Mesmo tendo sido convidado pelo presidente do MDB, Baleia Rossi, Rodrigo Maia teria dificuldade de aderir à sigla, já que no Rio de Janeiro a maioria da legenda é alinhada com o presidente Bolsonaro. Em princípio, ele teria o interesse de concorrer à reeleição e talvez tivesse um caminho facilitado pelas outras legendas que pretendem lhe dar espaço e autonomia. Já Mandetta não teria fácil acesso ao PSDB e ao MDB porque esses dois grupos políticos dão sustentação à candidatura da ministra da Agricultura, Tereza Cristina, que pretende disputar o Governo de Mato Grosso do Sul. Se não conseguir se firmar como uma alternativa a Bolsonaro ou a vice em alguma chapa, Mandetta é cotado para concorrer ao Governo sul-mato-grossense.
O deputado já avisou que deixará o DEM e está consultando o Tribunal Superior Eleitoral (TSE) sobre a melhor alternativa de fazê-lo, sem correr o risco de perder o mandato por infidelidade partidária. Já o ex-ministro Mandetta disse que se reunirá com a cúpula da legenda dentro de duas semanas com o objetivo de chegar a uma decisão.
Rastros da Arena
A principal causa da ruptura de Maia com o partido, que em 2018 lançou sua pré-candidatura ao Planalto, foi a eleição para a cúpula de comando da Câmara na semana passada. Na ocasião, uma articulação encabeçada pelo presidente do Democratas, ACM Neto, resultou no fim do apoio a Baleia Rossi (MDB-SP) e consequente migração para Arthur Lira (PP-AL), o candidato de Jair Bolsonaro que acabou vencendo. Em entrevista ao jornal Valor Econômico, Maia afirmou que ACM Neto, de quem é amigo há 20 anos, “entregou de bandeja” a sua cabeça ao “Palácio do Planalto” e que o partido voltou a ser a extrema direita que deu sustentação à ditadura brasileira entre 1964-1985. Antigo PFL, o DEM surgiu da Arena, o partido dos militares que governaram o país durante o regime autoritário.

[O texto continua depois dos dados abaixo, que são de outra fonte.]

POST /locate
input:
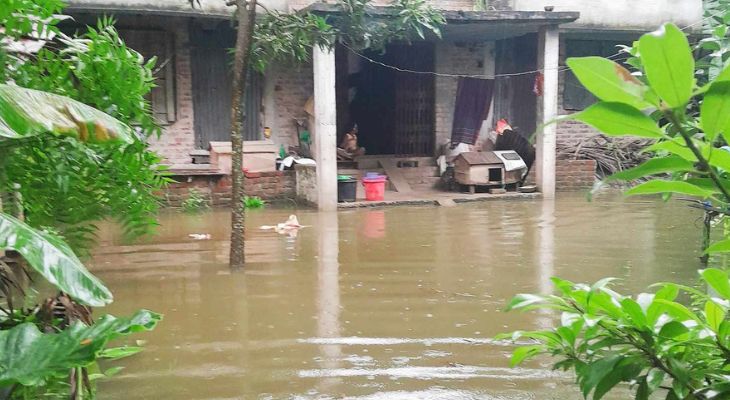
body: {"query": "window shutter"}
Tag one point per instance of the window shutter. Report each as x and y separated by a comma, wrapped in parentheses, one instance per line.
(160, 44)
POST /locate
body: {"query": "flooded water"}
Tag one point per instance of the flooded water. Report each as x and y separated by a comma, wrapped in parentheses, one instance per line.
(395, 303)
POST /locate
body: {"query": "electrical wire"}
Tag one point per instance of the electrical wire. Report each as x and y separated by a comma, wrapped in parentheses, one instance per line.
(503, 75)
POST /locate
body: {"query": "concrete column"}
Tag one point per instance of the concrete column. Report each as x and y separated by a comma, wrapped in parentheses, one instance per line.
(548, 50)
(325, 127)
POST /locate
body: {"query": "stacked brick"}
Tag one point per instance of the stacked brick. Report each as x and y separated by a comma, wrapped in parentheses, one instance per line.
(575, 174)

Diante da repercussão da entrevista de Maia ao Valor, ACM Neto voltou à artilharia. Emitiu nota dizendo que o deputado tinha a intenção de “se perpetuar no cargo de presidente da Câmara”, que ele “se encastelou no poder”, que o DEM “não tem dono”, que não aderiu ao bolsonarismo e se eximiu de responsabilidade na condução da eleição da Mesa Diretora da Câmara. “A mais grave de todas as falácias de sua narrativa é exatamente a de procurar jogar no colo do Democratas uma conta que não é nossa.”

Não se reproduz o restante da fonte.